販売した量に応じた値引きがないことが高い価格につながる

 とにかく、石油元売り各社は、SA・PAのガソリンスタンドに対しては、「報奨金」的な値引きを行っていないらしい。一般道のガソリンスタンドでは、安売りしても数量を多くさばけば、元売りから値引きが受けられる。そこで値下げをしてでも、多くの客を取ろうというスタンドが現れ、周辺のスタンドも対抗上値下げを行っている。SA・PAの場合、そういった競争が起こらない環境にある。よって、一般道のスタンドに対する価格差は、さらに少しづつ広がりつつある。

 ところで、近年はセルフスタンドだからと言って、ガソリン価格が安いわけではなく、フルサービス店とほとんど変わらなくなっている。経営する側にとっては、フルサービスのほうがガソリン以外の商品を売りやすいが、お客側としては、セルフスタンドのほうが手早く給油を済ませられる面もあり、セルフが必ずしも安さで勝負する時代ではなくなっている。

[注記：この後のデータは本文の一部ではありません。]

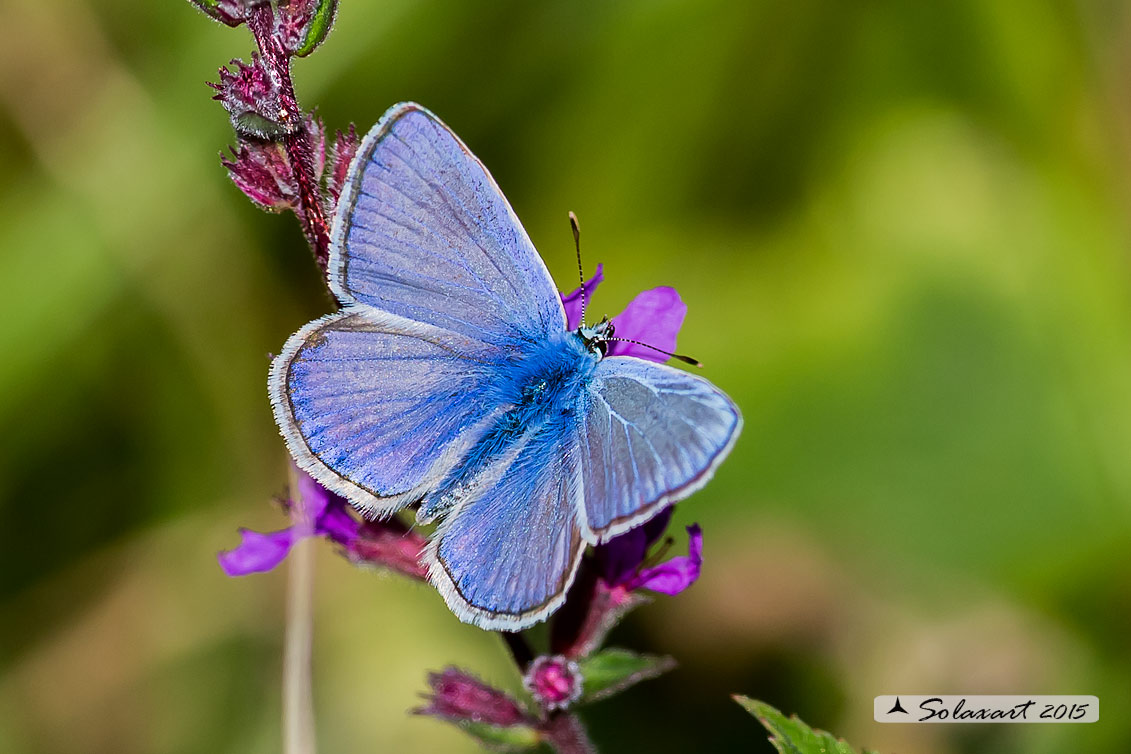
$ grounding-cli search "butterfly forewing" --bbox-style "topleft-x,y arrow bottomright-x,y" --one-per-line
330,103 -> 566,346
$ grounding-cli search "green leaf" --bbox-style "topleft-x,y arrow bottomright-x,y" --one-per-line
458,721 -> 540,752
577,648 -> 676,704
734,697 -> 879,754
289,0 -> 338,57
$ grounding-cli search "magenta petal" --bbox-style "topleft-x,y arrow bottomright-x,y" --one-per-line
561,263 -> 605,329
628,524 -> 703,595
598,508 -> 675,586
293,468 -> 333,531
218,527 -> 298,576
599,526 -> 649,586
608,286 -> 687,362
316,504 -> 360,545
295,468 -> 359,545
686,521 -> 703,562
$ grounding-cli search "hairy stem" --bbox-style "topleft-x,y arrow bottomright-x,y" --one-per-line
501,630 -> 535,671
248,5 -> 332,270
542,712 -> 598,754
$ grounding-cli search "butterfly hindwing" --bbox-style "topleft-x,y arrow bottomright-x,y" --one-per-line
577,357 -> 742,541
427,421 -> 585,630
331,103 -> 566,347
270,308 -> 504,516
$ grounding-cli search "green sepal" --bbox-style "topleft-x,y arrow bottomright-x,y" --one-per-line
458,721 -> 540,752
233,111 -> 297,139
577,648 -> 676,704
186,0 -> 252,27
289,0 -> 338,57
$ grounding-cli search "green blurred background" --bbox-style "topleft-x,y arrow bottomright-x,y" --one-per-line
3,1 -> 1131,752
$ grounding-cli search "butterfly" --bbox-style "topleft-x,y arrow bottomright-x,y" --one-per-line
269,102 -> 742,630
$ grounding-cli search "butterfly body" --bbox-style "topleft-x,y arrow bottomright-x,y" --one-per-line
419,329 -> 599,524
271,102 -> 741,630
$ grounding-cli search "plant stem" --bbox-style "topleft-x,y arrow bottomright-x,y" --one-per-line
541,712 -> 598,754
283,535 -> 317,754
248,4 -> 332,270
283,458 -> 317,754
501,630 -> 535,671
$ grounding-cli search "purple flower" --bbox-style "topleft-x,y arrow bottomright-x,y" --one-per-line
188,0 -> 338,58
597,506 -> 674,587
415,667 -> 530,727
561,264 -> 605,329
219,466 -> 430,579
560,265 -> 688,362
218,467 -> 359,576
625,524 -> 703,595
523,655 -> 583,711
599,516 -> 704,597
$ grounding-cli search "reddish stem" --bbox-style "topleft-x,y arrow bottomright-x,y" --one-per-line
540,712 -> 597,754
248,5 -> 332,271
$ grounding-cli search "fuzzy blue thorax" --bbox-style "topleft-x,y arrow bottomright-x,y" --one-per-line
418,330 -> 602,523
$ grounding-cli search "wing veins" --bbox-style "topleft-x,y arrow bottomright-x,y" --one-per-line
349,196 -> 496,298
388,130 -> 527,305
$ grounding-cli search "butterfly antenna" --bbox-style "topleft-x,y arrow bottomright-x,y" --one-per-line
607,338 -> 703,368
569,211 -> 587,326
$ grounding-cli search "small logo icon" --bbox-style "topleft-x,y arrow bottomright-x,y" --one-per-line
887,697 -> 909,715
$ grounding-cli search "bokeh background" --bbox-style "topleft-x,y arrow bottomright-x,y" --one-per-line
3,1 -> 1131,752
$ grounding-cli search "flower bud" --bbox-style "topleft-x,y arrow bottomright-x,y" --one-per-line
523,655 -> 583,711
416,668 -> 529,727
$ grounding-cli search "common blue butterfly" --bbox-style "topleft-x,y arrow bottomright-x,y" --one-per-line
269,102 -> 742,630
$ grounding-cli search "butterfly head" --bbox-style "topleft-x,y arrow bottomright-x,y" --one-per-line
577,317 -> 614,358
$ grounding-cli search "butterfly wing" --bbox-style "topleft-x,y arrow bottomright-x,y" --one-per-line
275,102 -> 568,516
330,102 -> 566,346
577,357 -> 742,541
269,308 -> 506,516
426,423 -> 584,630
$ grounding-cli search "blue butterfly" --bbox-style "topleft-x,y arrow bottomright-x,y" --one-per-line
269,103 -> 742,630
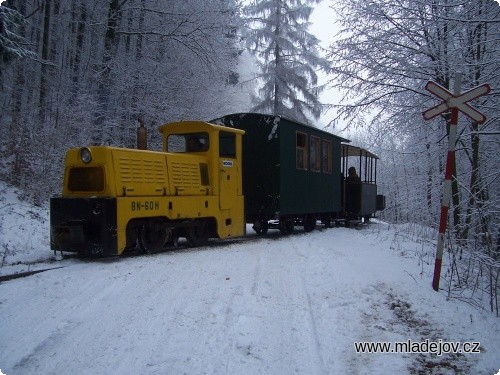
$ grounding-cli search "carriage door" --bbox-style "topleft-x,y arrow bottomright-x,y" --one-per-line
219,131 -> 238,210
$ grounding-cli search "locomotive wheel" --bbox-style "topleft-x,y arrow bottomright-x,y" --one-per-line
187,220 -> 209,247
138,221 -> 167,254
165,229 -> 179,248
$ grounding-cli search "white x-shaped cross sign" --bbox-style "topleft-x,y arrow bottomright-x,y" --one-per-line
422,81 -> 491,123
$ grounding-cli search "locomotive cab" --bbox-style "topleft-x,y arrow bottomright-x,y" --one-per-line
158,121 -> 246,239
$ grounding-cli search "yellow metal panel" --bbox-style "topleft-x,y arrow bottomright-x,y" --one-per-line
116,197 -> 171,254
112,149 -> 169,196
217,197 -> 245,238
115,195 -> 221,254
166,154 -> 211,196
62,147 -> 116,197
219,159 -> 239,210
59,121 -> 247,255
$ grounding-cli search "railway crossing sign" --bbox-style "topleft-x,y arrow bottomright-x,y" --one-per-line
423,81 -> 490,123
422,73 -> 491,291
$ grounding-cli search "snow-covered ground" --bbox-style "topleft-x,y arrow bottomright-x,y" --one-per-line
0,181 -> 51,268
0,182 -> 499,375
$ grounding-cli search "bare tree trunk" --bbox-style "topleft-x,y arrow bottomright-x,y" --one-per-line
71,1 -> 86,98
93,0 -> 122,144
273,0 -> 281,115
461,122 -> 480,240
131,0 -> 145,117
460,0 -> 487,241
426,142 -> 432,209
8,0 -> 27,186
38,0 -> 52,123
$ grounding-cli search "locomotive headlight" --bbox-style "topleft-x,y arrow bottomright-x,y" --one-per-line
80,147 -> 92,164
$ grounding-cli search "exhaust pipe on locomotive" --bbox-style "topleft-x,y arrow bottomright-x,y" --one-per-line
137,118 -> 147,150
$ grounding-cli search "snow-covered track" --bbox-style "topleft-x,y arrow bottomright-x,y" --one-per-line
0,266 -> 65,283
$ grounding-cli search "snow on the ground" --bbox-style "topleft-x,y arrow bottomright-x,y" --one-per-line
0,181 -> 52,268
0,182 -> 499,375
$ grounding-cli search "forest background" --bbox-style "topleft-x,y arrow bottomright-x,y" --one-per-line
0,0 -> 499,314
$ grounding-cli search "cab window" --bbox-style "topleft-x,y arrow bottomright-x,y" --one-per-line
219,131 -> 236,158
167,132 -> 209,153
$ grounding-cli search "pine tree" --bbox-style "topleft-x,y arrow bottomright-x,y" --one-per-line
244,0 -> 329,124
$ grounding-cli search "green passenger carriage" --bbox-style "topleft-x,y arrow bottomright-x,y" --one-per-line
212,113 -> 348,233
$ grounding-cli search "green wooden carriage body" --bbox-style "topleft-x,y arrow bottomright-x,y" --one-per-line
212,113 -> 345,223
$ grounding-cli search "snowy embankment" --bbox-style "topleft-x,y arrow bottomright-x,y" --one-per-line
0,181 -> 52,269
0,182 -> 499,374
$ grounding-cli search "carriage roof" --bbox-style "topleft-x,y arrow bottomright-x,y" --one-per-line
341,144 -> 379,160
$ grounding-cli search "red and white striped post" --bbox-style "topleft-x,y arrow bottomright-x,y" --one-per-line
422,73 -> 490,291
432,76 -> 460,292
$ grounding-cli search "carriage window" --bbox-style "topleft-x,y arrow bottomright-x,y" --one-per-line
296,132 -> 308,170
322,140 -> 332,174
167,132 -> 209,153
310,136 -> 321,172
219,131 -> 236,158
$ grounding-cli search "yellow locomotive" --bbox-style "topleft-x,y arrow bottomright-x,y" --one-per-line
50,121 -> 245,255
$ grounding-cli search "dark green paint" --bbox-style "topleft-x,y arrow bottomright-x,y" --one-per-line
212,113 -> 345,222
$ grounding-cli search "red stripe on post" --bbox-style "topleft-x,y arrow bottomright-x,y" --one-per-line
439,206 -> 449,233
432,258 -> 443,291
450,107 -> 459,124
445,152 -> 454,180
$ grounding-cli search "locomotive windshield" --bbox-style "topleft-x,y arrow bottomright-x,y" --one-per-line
167,132 -> 209,153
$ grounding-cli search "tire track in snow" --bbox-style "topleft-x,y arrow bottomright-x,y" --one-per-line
200,238 -> 330,374
221,237 -> 329,374
291,239 -> 327,374
12,320 -> 77,372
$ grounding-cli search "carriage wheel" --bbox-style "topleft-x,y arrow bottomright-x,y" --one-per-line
253,220 -> 269,235
322,217 -> 332,228
279,219 -> 294,235
304,217 -> 316,232
138,220 -> 167,254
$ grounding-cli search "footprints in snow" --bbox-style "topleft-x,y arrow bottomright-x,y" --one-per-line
359,283 -> 473,374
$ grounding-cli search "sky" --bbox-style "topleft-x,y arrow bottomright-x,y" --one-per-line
310,0 -> 360,138
310,0 -> 341,129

 ただしSA・PAのスタンド場合、オイル交換やパンク修理などのサービスは、有人店でも現状ほぼやっておらず、「給油できるだけありがたいと思え」的な、上から目線状態になっている。もはや、「SA・PAにはガソリンスタンドはない」くらいのつもりで自衛するしかないが、NEXCO各社は、いい加減、給油&メンテナンスサービスの著しい品質低下に関して、何らかの対策を打ってもらいたい。